I have always felt a sense of longing in my life mixed with a sense of hope. I am not even sure it has a name however, I called my first solo CD “Melancholy Pop” which felt like the right description for most of the music I make. I like truth and authenticity – I hope it comes through.
What’s one of your fondest memories of your Dad?
My dad’s favorite place was Chautauqua NY. A place he’s been going to since he was a little boy. We went back with him in the summer of 2019. He was so excited to show us all of his favorite places. I know it was one of the highlights of his life (mine too). I developed some old movies that his family took when he was a boy. We watched them together while we were in Chautauqua -It was amazing.
Can you share any musicians you think we ought to know about?
Oh yes, I love sharing music and turning people onto other musicians. I am a big fan of the bands Elbow and Midlake. I love listening to Mark Hollis (from Talk Talk) “Spirit of Eden” CD. I am loving RY X right now, especially his Live from Royal Albert Hall Album. I love Imogen Heap with her band Frou Frou.

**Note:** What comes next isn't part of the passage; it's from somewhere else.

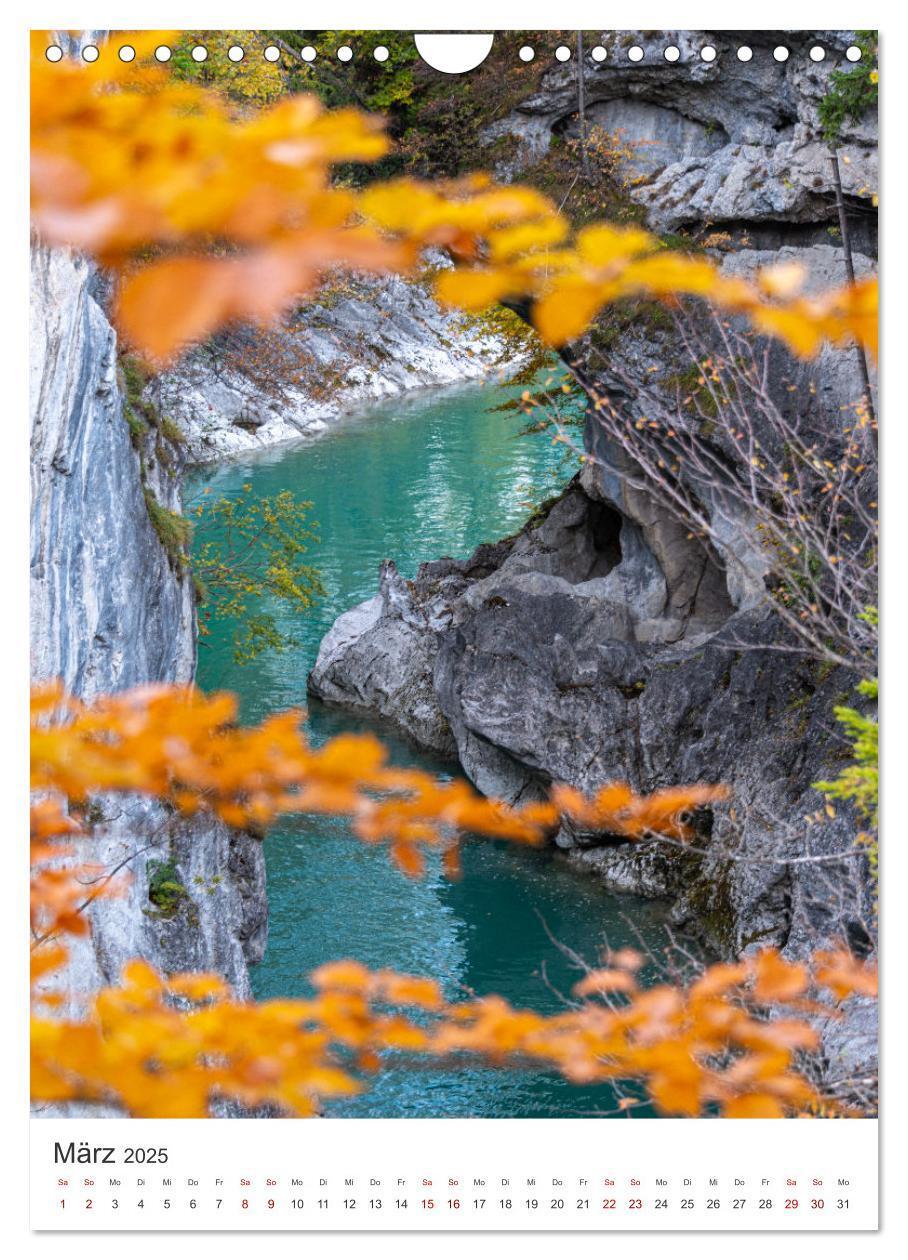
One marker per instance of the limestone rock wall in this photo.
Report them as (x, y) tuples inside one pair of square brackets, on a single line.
[(108, 612)]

What’s a song, album or artist you always return to?
A few of the songs are on repeat : Ethan Gruska called “ The Valley”, “Take it with Me” by Tom Waits, “Cathedrals” by Jump Little Children, “Motion Sickness” – Phoebe Bridgers, “Sonnet” by The Verve, “Doesn’t Matter” by Christine and the Queens, “Love is love is love” by Inara George, “Brassy Sun” – S. Carey. And some classic faves: “Turn it on again” and “Follow you Follow Me” by Genesis, “Wishing you were here” by Chicago.
What’s one of your goals or dreams for 2021?
I am excited to be releasing a new CD of cover songs with my duo Renee and Jeremy in April or May.
Is there anything else you’d like to share with our audience?
One of my dreams is to sing with a live orchestra, i love harmony, green olives and lower case letters, sing everyday – it’s medicine.